Part-time work appeals to pediatricians
■ Doctors nearing or past retirement age are finding part-time employment offers a way to stay on the job longer, new studies find.
By Susan J. Landers — Posted Jan. 11, 2010
Part-time work is continuing to gain favor among physicians, with new studies showing that the trend is spreading to pediatricians. At the same time, more part-time positions are becoming available for ob-gyns in the academic setting.
Two surveys published online Dec. 14, 2009, in Pediatrics show that more pediatricians, including those nearing retirement age, are considering part-time work. And a study in the January Obstetrics & Gynecology found that growth in ob-gyn departments at U.S. medical schools in recent years has been accompanied by an increase in part-time faculty positions.
"It seems as though there is a growing acceptance of reduced hours of work within the [pediatrics] field," said William Cull, PhD, director of the Division of Health Services Research at the American Academy of Pediatrics and an author of the Pediatrics studies.
Cull found that the number of pediatricians of all ages who reported working part time increased from 15% in 2000 to 23% in 2006. The figures were drawn from surveys of national random samples of about 1,600 AAP members.
Part-time options have become attractive in recent years as physicians seek to balance work and family. The increase in the number of women in the work force also has spurred growth in part-time slots.
Pediatricians in part-time jobs reported greater levels of satisfaction than full-time employees, researchers said.
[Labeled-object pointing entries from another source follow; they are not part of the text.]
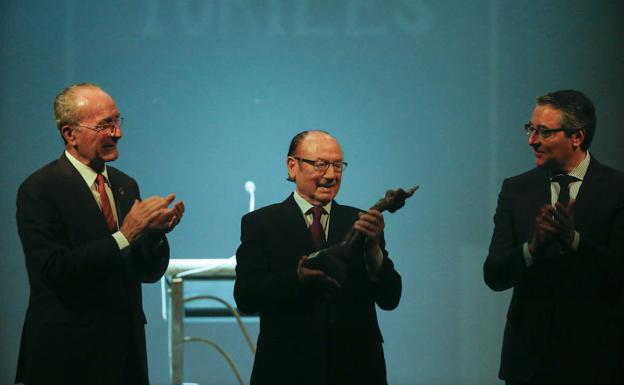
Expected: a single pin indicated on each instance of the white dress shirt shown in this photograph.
(90, 177)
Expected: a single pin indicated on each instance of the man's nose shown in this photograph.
(116, 132)
(330, 173)
(533, 139)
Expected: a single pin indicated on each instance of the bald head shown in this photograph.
(69, 102)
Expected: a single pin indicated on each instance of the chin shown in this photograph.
(111, 156)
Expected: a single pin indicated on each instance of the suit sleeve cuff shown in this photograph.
(528, 258)
(576, 241)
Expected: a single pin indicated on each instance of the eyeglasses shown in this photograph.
(323, 165)
(543, 133)
(106, 128)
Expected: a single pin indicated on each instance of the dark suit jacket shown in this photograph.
(306, 338)
(572, 298)
(85, 294)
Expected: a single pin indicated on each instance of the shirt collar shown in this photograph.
(304, 205)
(581, 169)
(86, 172)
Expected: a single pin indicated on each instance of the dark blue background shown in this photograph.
(418, 92)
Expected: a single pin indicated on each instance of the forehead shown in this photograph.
(321, 146)
(94, 103)
(546, 115)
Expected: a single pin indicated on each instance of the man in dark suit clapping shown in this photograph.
(89, 243)
(559, 243)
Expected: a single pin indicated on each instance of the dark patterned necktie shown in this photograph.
(106, 207)
(564, 181)
(316, 229)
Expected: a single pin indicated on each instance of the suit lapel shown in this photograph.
(589, 193)
(339, 224)
(295, 225)
(123, 200)
(80, 196)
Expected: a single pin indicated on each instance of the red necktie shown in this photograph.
(316, 229)
(106, 207)
(564, 181)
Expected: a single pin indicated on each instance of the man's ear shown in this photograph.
(291, 163)
(68, 134)
(579, 137)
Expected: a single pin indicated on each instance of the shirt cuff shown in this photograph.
(528, 258)
(121, 240)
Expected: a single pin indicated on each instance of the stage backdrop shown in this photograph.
(422, 92)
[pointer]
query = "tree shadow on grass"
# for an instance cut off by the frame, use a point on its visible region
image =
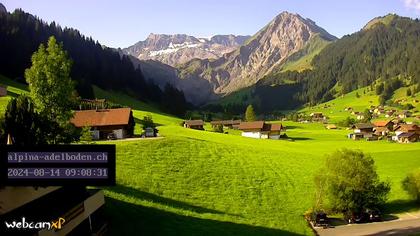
(132, 192)
(130, 219)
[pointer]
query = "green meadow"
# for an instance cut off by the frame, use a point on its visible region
(203, 183)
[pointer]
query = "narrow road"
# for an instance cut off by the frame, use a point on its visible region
(404, 226)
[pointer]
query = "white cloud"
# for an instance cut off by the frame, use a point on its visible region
(415, 4)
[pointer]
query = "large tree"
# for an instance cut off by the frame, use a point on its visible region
(51, 87)
(250, 113)
(349, 183)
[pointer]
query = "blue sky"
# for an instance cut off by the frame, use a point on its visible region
(122, 23)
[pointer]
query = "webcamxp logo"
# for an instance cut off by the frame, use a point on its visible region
(23, 224)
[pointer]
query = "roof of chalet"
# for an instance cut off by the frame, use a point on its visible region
(363, 126)
(381, 123)
(331, 126)
(106, 117)
(260, 125)
(194, 122)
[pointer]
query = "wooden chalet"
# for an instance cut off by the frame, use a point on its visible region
(260, 129)
(104, 122)
(362, 130)
(3, 91)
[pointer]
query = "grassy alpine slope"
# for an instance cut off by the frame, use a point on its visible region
(200, 183)
(197, 182)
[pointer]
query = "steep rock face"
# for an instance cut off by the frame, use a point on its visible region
(284, 35)
(180, 48)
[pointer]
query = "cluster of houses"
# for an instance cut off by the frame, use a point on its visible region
(395, 131)
(254, 129)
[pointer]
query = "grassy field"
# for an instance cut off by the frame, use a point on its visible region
(198, 182)
(205, 183)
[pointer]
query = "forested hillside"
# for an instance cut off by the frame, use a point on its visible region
(93, 64)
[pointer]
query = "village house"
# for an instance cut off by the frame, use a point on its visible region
(362, 130)
(3, 91)
(406, 128)
(230, 124)
(331, 126)
(317, 116)
(260, 129)
(104, 123)
(90, 104)
(409, 137)
(379, 111)
(82, 209)
(194, 124)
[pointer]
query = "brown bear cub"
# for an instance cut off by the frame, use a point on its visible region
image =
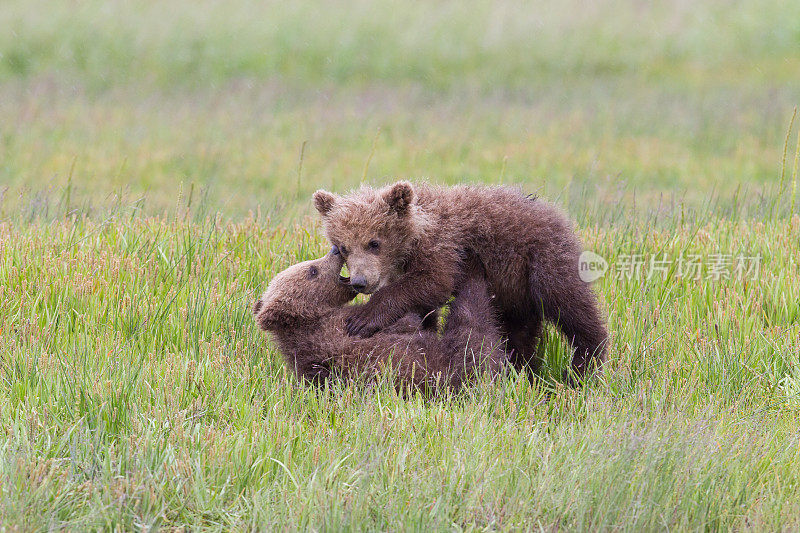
(304, 309)
(401, 245)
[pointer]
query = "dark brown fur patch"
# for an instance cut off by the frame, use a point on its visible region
(528, 245)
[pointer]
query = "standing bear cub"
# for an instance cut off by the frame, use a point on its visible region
(401, 245)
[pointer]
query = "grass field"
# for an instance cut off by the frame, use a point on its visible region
(156, 166)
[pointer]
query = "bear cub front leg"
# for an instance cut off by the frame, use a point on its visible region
(417, 292)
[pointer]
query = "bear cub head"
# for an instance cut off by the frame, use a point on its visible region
(303, 293)
(373, 229)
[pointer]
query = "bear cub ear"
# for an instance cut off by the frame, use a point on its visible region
(399, 197)
(323, 201)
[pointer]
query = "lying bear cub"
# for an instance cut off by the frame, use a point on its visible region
(401, 244)
(304, 308)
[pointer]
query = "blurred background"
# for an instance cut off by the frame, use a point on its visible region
(247, 106)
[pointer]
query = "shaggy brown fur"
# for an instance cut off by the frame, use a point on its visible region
(401, 245)
(304, 309)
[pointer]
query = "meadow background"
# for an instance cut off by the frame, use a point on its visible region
(156, 166)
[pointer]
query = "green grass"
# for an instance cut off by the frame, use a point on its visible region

Part-timers were more satisfied with hours worked per week, their time for administrative work, relationships with colleagues and work environment. They also were more likely to be satisfied with the additional time spent with their children and friends and for community activities and spiritual needs than were full-time colleagues.
Part-time pediatricians spent about 25 hours a week in direct patient care compared with about 39 hours a week for full-time pediatricians.
A second study in Pediatrics focused on part-time work among pediatricians age 50 and older, and found that abbreviated hours become more common as physicians age. Among pediatricians 65 to 69, 27% worked part time. The number of part-timers increased to 35% between age 70 and 74.
Data collected from surveyed physicians indicated that career satisfaction was the most important factor -- cited by 77% -- influencing them to consider working beyond traditional retirement age. Financial needs or obligations were cited by 62%.
More part-time opportunities for ob-gyns
In the ob-gyn faculty study, researchers queried chairs of the departments of obstetrics and gynecology at 125 allopathic medical schools in the U.S. Two-thirds predicted that the number of faculty positions -- a mean number of 29 positions in 2008 -- would grow during the next five years, especially for part-time faculty and entry-level assistant professors who are generalists or maternal-fetal medicine specialists.
Researchers also found that 84% of ob-gyn departments had part-time faculty positions.
"Faculty were happier and more satisfied with part-time work," said lead author William Rayburn, MD, professor and chair of the Obstetrics and Gynecology Dept. at the University of New Mexico, Albuquerque. Part-time work is seen as providing the opportunity for greater balance between work and family, he said.
"Institutions are now developing policies to optimize recruitment and promotion of part-time faculty, because the future of academic medicine is dependent more on maintaining part-time faculty members," the researchers wrote.
Anthony Knettel, a spokesman for the Assn. of Academic Health Centers, a national nonprofit group based in Washington, D.C., was not surprised by the findings. The rise in the number of women physicians already had increased the demand for more flexible work schedules, he said.
"Now I think we are seeing a trend of older physicians shifting to part-time work to help meet the needs of communities who are desperate for physicians," he said.
Pediatrics is a particularly problematic area, he noted. "An [AAHC] staff member returned from Tulsa, Okla., last week and reported that the children's hospital there is having trouble recruiting specialists. It doesn't have to be a small, rural community that is having difficulty attracting a specialist in pediatrics; medium-sized cities are also having a problem."